Sunday, April 23, 2006

Wise Words

Margaret Mead wrote:

" Never underestimate the power of a few committed individuals to change the world. Indeed, it's the only thing that ever has."

They are very wise words indeed. Jesus and his friends comes to mind.

Thursday, April 20, 2006

CV Update

What a strange situation to be in. I have been forced to take voluntary retirement, yet have three years work in me till I am sixty-five and a half. I have taken my lump sum, yet find I am thinking about work as an academic more than before. I have come to realise all that an academic can be, and am now captivated by three jobs advertised at Brunel for lecturers who are "Creative Multimedia specialists." So I am going to apply. An ex-student, F, begged me to apply and several others have made encouraging noises.

What is going on? Ageism is supposed to be rife, but I see this as a chance to create the MSc in Multimedia, Animation and Creativity. So I have turned to my CV to update it and make it relevant. And what a surprise that was! As I added this and that, and put in some of the esteem things I have done in the past decade, the CK took shape.
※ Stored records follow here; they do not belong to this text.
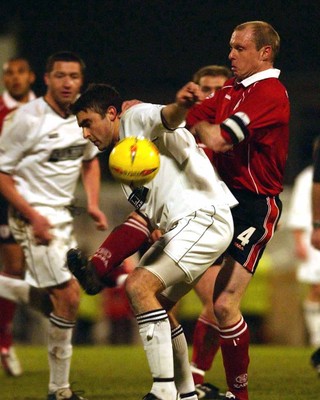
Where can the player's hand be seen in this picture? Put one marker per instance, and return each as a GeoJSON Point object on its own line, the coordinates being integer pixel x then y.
{"type": "Point", "coordinates": [41, 227]}
{"type": "Point", "coordinates": [188, 95]}
{"type": "Point", "coordinates": [99, 217]}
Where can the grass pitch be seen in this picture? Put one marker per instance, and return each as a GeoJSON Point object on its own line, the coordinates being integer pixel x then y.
{"type": "Point", "coordinates": [121, 372]}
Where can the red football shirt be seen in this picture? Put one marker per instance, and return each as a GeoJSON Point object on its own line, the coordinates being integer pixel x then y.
{"type": "Point", "coordinates": [261, 104]}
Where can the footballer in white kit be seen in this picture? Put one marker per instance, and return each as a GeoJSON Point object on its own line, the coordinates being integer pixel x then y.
{"type": "Point", "coordinates": [44, 153]}
{"type": "Point", "coordinates": [189, 204]}
{"type": "Point", "coordinates": [186, 184]}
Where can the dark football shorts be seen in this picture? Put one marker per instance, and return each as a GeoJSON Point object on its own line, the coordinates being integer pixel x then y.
{"type": "Point", "coordinates": [5, 233]}
{"type": "Point", "coordinates": [255, 221]}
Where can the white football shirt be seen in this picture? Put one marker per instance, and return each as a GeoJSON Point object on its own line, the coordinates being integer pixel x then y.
{"type": "Point", "coordinates": [43, 152]}
{"type": "Point", "coordinates": [186, 180]}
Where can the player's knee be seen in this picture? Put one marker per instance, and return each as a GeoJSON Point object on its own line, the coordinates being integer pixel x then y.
{"type": "Point", "coordinates": [222, 309]}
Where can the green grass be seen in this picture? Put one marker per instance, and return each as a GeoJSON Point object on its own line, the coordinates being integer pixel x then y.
{"type": "Point", "coordinates": [121, 372]}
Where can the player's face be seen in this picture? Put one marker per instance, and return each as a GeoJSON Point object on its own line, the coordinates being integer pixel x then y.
{"type": "Point", "coordinates": [245, 59]}
{"type": "Point", "coordinates": [17, 79]}
{"type": "Point", "coordinates": [209, 84]}
{"type": "Point", "coordinates": [100, 130]}
{"type": "Point", "coordinates": [64, 82]}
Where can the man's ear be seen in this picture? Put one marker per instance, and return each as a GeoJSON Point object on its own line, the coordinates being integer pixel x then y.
{"type": "Point", "coordinates": [266, 53]}
{"type": "Point", "coordinates": [112, 113]}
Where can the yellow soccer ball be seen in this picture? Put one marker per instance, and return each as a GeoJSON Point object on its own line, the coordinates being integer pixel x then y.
{"type": "Point", "coordinates": [134, 161]}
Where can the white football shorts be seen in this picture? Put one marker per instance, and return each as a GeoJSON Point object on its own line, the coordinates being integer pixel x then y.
{"type": "Point", "coordinates": [46, 265]}
{"type": "Point", "coordinates": [184, 253]}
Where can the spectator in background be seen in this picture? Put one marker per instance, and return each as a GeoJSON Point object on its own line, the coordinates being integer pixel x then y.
{"type": "Point", "coordinates": [300, 222]}
{"type": "Point", "coordinates": [211, 78]}
{"type": "Point", "coordinates": [42, 154]}
{"type": "Point", "coordinates": [18, 78]}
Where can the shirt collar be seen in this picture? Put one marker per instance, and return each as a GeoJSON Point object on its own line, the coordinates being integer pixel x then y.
{"type": "Point", "coordinates": [259, 76]}
{"type": "Point", "coordinates": [10, 102]}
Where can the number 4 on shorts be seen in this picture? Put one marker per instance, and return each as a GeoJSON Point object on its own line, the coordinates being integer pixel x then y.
{"type": "Point", "coordinates": [246, 235]}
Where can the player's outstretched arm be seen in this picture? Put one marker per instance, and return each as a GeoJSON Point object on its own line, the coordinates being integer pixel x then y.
{"type": "Point", "coordinates": [91, 182]}
{"type": "Point", "coordinates": [174, 114]}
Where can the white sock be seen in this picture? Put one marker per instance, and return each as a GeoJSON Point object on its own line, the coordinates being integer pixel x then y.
{"type": "Point", "coordinates": [182, 371]}
{"type": "Point", "coordinates": [59, 352]}
{"type": "Point", "coordinates": [16, 290]}
{"type": "Point", "coordinates": [311, 312]}
{"type": "Point", "coordinates": [155, 332]}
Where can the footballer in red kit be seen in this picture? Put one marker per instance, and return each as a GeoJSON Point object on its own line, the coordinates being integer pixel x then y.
{"type": "Point", "coordinates": [246, 124]}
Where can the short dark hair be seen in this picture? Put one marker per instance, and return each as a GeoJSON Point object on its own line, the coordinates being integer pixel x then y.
{"type": "Point", "coordinates": [98, 97]}
{"type": "Point", "coordinates": [67, 56]}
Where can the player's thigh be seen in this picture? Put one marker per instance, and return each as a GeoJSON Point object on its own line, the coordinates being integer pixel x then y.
{"type": "Point", "coordinates": [46, 265]}
{"type": "Point", "coordinates": [197, 240]}
{"type": "Point", "coordinates": [255, 221]}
My wife said "it looks strong" and she does not normally concern herself with these things.

So why the surprise? Having helped the BSc MMTD course at Brunel since 1999 I assumed people knew my strengths. But now (April 2006) I have come to see it has taken the Engineering staff some six years to get a proper handle on their new flagship course. But the recent reorganisation lead by Schwartz and Jenks has given many staff cause to pause. "What ARE we doing? Where ARE we going?" questions are abuzz. Dr Ian Dear said to me earlier in 2006 "This is the only course where the staff are passionate about what they are doing!"
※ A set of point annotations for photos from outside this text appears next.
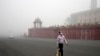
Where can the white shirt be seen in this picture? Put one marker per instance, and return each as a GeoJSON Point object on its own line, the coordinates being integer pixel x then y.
{"type": "Point", "coordinates": [61, 39]}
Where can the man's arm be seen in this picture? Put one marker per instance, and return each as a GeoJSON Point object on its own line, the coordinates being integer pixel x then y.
{"type": "Point", "coordinates": [65, 40]}
{"type": "Point", "coordinates": [57, 41]}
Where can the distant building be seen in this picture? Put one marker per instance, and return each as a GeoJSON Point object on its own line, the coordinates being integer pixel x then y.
{"type": "Point", "coordinates": [82, 25]}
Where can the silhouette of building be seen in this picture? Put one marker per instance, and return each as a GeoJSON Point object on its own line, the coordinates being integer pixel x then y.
{"type": "Point", "coordinates": [86, 26]}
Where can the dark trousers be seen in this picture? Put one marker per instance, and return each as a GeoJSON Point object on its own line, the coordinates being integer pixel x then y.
{"type": "Point", "coordinates": [61, 49]}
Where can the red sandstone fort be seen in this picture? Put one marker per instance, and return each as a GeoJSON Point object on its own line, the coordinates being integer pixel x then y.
{"type": "Point", "coordinates": [86, 26]}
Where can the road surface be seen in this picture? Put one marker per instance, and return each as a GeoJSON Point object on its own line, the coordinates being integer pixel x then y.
{"type": "Point", "coordinates": [47, 47]}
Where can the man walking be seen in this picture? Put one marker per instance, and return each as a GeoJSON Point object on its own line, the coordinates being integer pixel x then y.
{"type": "Point", "coordinates": [60, 41]}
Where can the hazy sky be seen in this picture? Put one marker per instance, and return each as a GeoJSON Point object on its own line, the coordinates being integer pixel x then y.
{"type": "Point", "coordinates": [16, 16]}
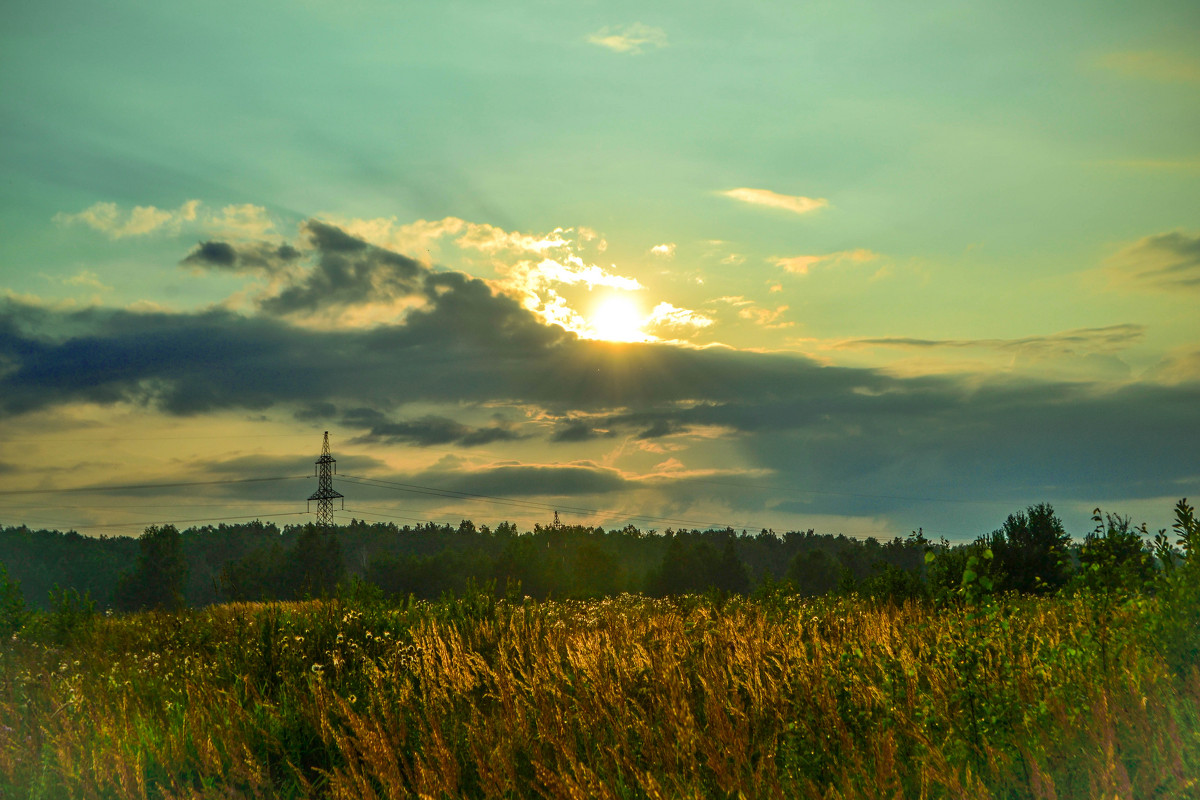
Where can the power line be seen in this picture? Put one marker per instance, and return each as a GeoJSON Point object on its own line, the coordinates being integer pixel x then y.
{"type": "Point", "coordinates": [454, 494]}
{"type": "Point", "coordinates": [121, 487]}
{"type": "Point", "coordinates": [179, 522]}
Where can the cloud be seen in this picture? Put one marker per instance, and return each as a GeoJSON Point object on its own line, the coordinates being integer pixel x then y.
{"type": "Point", "coordinates": [142, 220]}
{"type": "Point", "coordinates": [803, 264]}
{"type": "Point", "coordinates": [581, 431]}
{"type": "Point", "coordinates": [253, 257]}
{"type": "Point", "coordinates": [1165, 262]}
{"type": "Point", "coordinates": [1110, 338]}
{"type": "Point", "coordinates": [465, 346]}
{"type": "Point", "coordinates": [796, 204]}
{"type": "Point", "coordinates": [1152, 65]}
{"type": "Point", "coordinates": [671, 317]}
{"type": "Point", "coordinates": [630, 38]}
{"type": "Point", "coordinates": [435, 431]}
{"type": "Point", "coordinates": [767, 318]}
{"type": "Point", "coordinates": [245, 221]}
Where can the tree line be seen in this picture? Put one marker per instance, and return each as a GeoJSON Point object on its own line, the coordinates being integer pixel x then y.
{"type": "Point", "coordinates": [166, 567]}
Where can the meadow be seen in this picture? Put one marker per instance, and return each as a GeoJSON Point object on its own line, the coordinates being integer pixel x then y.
{"type": "Point", "coordinates": [624, 697]}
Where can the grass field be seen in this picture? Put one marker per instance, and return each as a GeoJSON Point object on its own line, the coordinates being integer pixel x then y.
{"type": "Point", "coordinates": [627, 697]}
It has always been clear to me that a fully functioning multimedia area needs lots of technology resources. That is what we have. But we also have a lot of Engineers of the electrical systems side, hard problems and mathematical solutions. People that do not work with students and their creativity, do not align them in the directions they might go. Their espoused "Technical Rationality" does not lead them to passion and fervour in their teaching.

Perhaps the time has come for change, and perhaps the times are changing. The students need an MSc course to move on to. That will be my goal. I have seen sufficient creative work by the students to believe they can do it. Even in the second year the eGames and eMarketing assignment revealed some interesting stuff (but perhaps not at the level of Jenova CHEN and his game of "flOw" at the University of Southern California. ) The School of Engineering & Design has advertised for Creative Multimedia staff. It is so amazing! "The BIT Lab gathers dust" (to quote R Dreyer) and the student experience is poor - particularly the way they are treated (as numbers not by name, as 03756629, not John) - yet Phoenix like this opportunity has arisen.

So to the CV. It really was a case of my knowing more than I had written (to paraphrase Polanyi). As I added my small achievements over the past five to ten years, I began to see how action fed on previous actions. A snowball effect was taking place in my mind, and on paper. Dr Tony Cockett said of my first multimedia paper, written in SED during the six months Aug - Dec in 2005, titled "Blogs, ba and Care: Virtue in a virtual world", the following:

"That was a very good paper. It was the first paper the team has written that rings true about multimedia education. It describes you moving on from straight computing to creative approaches in Multimedia. You do not regard multimedia as a bolt-on but as a revolutionary change. You have really been thinking about a multimedia world."


So, when updating the CV, I had the strange sense that I was revealing myself to myself! I was encouraging myself to apply! The deadline is in a week's time!

Saturday, April 01, 2006

Surprised by Flow from an unexpected quarter

The result of two hours exploring: look at it! A ghastly sea creature.



Coming across the eGame "flOw" (go to http://intihuatani.usc.edu/cloud/flowing/ ) I was surprised to see Csikszentmihalyi mentioned. His typical challenge-ability axes were shown, with anxiety above the challenge-ability match (challenge too difficult) and boredom below the challenge-ability match (challenge too easy).

I dabbled at the game and, after an immersive two hours. I created a creature from a basic amoeba. By working out how to get my amoeba to eat plankton it grew healthily, with many segments to its body. The creature is shown above.

The wonderful realisation is: I was choosing to organise myself, to deal with the amiguity of no rules in a game with no objective (other than my need to construct my own meaning), and slipping into a state of flow.

In an inchoate way I was pathfinding and generating heuristics to make sense of my explorations.

This is something the student Cara found with her project work. She chased up a comment I made a year ago, for she recognised the state she was in (i.e. flow) from what I said. Not playing a game - rather, working on a project, Cara still entered a state of flow. She was alive to what she was doing and was insensitive to time. She had become absorbed in her work. As I had become in feeding my amoeba to become the monster shown in the diagram above.

This idea of flow has implications for creative work and how it is managed. Creativity needs long stretches of time. It cannot be turned on and off like a tap. Current timetabling systems follow the "tap model". What did Amabile say in her HBR paper "How to kill creativity?" She said "Carry on doing what you are doing now."